El suelo del viejo hotel crujía bajo el peso de los congregados. Viejos listones de madera de roble, mil veces rayados y otras tantas pulidos y encerados contemplaban una curiosa reunión que, inusitadamente, les enviaba el claro sonido de copas chocando y algarabía de ecos polífónicos de acentos de un mundo que practicaba un deporte extraño bajo las cruces de la Union Jack. Había, sí, algunos invitados de otras lenguas: afrikaners que aturdían a los argentinos de habla española con sus restallantes jotas; dicen que incluso rumanos de sinuosas vocales que usaban sólo para confundir a los anfitriones gálicos, cuyo idioma dominaban aún tres décadas después de ser declarado non grato y burgués por los secuaces del Conducator. Y claro, los pupilos del gran padrino Ferrasse, el todopoderoso factótum de los franceses.
La variopinta partida formaba bajo las siglas de la International Rugby Football Board y se reunía en el París de 1985 a instancias de díscolos coloniales de los antiguos Dominios. Entre ellos, desde luego, eran los descendientes de los proscritos penados por la justicia de Su Graciosa los más alborotadores. Como que un par de años antes ya amenazaban con una secesión que nadie quería. La primera, algo más de cien años atrás, había parido un nuevo código, para tipos tan duros como los puros, pero con menos medios y escrúpulos de clase. La fe cismática se extendió por el norte de Inglaterra y algunas comarcas de Occitania, casi como anécdota de esas que hacía a los Bertie Woosters de un tiempo posvictoriano levantar displicentemente una ceja. Prendió con más fuerza en la gran colonia penitenciaria y allí enardeció, junto con la disciplina local de brincos estrambóticos y camisas sin mangas, a los colonos joviales y ávidos de novedad. Y podía ahora llegar la segunda.

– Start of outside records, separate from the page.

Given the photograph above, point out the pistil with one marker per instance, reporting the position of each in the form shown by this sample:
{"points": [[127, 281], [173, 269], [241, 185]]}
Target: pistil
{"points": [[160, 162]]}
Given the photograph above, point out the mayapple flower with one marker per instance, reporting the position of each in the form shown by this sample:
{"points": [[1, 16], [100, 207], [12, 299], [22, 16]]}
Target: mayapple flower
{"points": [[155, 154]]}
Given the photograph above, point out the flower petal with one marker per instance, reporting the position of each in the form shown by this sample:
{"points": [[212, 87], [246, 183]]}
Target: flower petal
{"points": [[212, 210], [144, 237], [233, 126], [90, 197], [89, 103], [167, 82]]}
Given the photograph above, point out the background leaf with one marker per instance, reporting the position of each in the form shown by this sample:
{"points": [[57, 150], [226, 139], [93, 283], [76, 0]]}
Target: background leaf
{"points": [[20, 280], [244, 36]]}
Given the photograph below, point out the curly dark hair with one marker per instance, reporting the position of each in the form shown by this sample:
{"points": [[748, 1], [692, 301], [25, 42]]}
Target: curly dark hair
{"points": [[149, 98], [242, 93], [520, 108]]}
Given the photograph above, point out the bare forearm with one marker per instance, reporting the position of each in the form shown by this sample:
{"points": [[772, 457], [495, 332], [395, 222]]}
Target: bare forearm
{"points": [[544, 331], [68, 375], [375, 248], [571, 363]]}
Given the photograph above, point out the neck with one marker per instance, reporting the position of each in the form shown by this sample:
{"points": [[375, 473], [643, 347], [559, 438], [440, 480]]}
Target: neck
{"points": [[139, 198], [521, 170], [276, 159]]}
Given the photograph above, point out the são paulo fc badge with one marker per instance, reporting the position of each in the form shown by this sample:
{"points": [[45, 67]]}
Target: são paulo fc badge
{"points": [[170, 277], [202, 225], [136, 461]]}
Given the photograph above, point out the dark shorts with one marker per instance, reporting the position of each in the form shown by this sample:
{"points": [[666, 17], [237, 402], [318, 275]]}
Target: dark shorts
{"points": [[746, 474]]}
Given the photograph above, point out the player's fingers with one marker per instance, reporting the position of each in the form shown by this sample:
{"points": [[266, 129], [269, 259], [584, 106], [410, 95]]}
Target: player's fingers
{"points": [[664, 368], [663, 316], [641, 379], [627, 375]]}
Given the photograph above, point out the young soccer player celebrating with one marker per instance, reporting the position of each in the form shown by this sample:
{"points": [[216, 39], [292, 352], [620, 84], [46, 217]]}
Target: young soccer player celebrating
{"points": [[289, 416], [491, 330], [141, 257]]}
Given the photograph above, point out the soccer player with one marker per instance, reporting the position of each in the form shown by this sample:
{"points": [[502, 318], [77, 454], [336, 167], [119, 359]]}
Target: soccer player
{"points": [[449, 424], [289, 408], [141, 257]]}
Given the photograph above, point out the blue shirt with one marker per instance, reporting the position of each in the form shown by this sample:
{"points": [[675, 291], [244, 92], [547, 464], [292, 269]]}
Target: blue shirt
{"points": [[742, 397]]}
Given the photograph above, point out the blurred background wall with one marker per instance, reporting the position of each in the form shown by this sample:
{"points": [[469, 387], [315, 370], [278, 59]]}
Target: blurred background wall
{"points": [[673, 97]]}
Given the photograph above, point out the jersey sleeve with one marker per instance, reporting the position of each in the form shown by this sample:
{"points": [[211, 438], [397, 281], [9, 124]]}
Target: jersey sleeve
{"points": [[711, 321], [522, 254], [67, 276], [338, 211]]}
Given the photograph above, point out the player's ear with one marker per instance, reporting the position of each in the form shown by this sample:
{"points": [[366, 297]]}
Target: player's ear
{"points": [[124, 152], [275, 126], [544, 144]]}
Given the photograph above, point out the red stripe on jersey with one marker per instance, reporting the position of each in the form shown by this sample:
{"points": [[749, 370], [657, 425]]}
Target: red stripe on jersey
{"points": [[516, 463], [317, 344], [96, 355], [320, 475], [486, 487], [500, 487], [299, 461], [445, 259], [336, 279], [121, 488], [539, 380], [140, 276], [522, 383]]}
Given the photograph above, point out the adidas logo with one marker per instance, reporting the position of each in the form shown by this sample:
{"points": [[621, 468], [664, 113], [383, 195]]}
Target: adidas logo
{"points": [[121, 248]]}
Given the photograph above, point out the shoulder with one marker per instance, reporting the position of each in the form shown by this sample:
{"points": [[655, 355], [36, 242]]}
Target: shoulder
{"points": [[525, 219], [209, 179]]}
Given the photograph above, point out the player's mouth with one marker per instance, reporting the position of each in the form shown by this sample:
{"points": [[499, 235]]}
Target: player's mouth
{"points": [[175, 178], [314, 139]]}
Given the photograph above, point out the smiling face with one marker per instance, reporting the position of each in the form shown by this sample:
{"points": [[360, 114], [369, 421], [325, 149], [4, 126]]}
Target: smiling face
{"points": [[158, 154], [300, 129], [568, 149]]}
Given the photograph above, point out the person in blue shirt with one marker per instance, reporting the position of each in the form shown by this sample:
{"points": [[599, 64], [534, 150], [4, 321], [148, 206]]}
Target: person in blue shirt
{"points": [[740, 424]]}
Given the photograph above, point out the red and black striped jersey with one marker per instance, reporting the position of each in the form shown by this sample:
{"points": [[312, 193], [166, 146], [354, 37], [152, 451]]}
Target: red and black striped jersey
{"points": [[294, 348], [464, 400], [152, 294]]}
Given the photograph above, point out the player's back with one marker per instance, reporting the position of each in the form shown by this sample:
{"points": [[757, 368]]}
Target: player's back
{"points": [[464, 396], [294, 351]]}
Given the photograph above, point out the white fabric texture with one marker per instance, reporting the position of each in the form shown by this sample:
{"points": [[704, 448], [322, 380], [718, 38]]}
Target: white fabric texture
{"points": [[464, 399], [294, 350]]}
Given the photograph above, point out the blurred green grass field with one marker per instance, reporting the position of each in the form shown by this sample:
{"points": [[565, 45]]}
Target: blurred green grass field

Formaron frente común los venidos de El Cabo, Auckland y Sydney, con apoyo francés; se mantuvieron entre dos aguas ingleses y galeses y mostraron su horror escoceses, irlandeses y, últimos guardianes del Código, argentinos. Fueron los heterodoxos inflexibles y exhibieron datos que precipitaban la escisión: contratos, firmas de renombrados jugadores y calendarios de partidos para una liga profesional cuyos derechos televisivos ya negociaban afamados millonarios dueños de televisiones y periódicos de formato inversamente proporcional al rigor de sus contenidos. El Eje austral jugó fuerte sus cartas y Jorge y Dewi flaquearon, acaso intimidados por las artes del pantagruelesco anfitrión Albert. A escotos, hibernios y rioplatenses solamente les quedaba el lamento de Casandra y la frase de Lacoonte: timeo danaos et dona ferentes.
Primero todo fueron parabienes. Por fin una competición global. Ni siquiera la ausencia de los Springboks empañó la primera edición, aunque los del blazer verde ribeteado de amarillo no quieran darle valor a la de 1987, ni a la segunda, en 1991, alegando su obligada incomparecencia. Pero ya volaban los intermediarios, más que alas y centros, de despacho en despacho, blandiendo derechos, contratos y conexiones intercontinentales. En 1995 llegó el paroxismo: los gigantes Lomu y Mandela y la epopeya de diseño para el país del Arco Iris y aquella final que hubiera sido homérica sin intereses mayores ni trapacerías de los fontaneros del ministro Mbeki. Y la apoteosis de la organización ya solamente International Rugby Board, que inmediatamente después abrogó la norma extradeportiva esencial, sólo por escoceses, irlandeses, ingleses y argentinos respetada. Como decía, con cierta razón, el empecinado Brian Moore, mirando a las gradas repletas del Loftus Versfeld o del Eden Park, qué más da, "que llegue algo a los jugadores".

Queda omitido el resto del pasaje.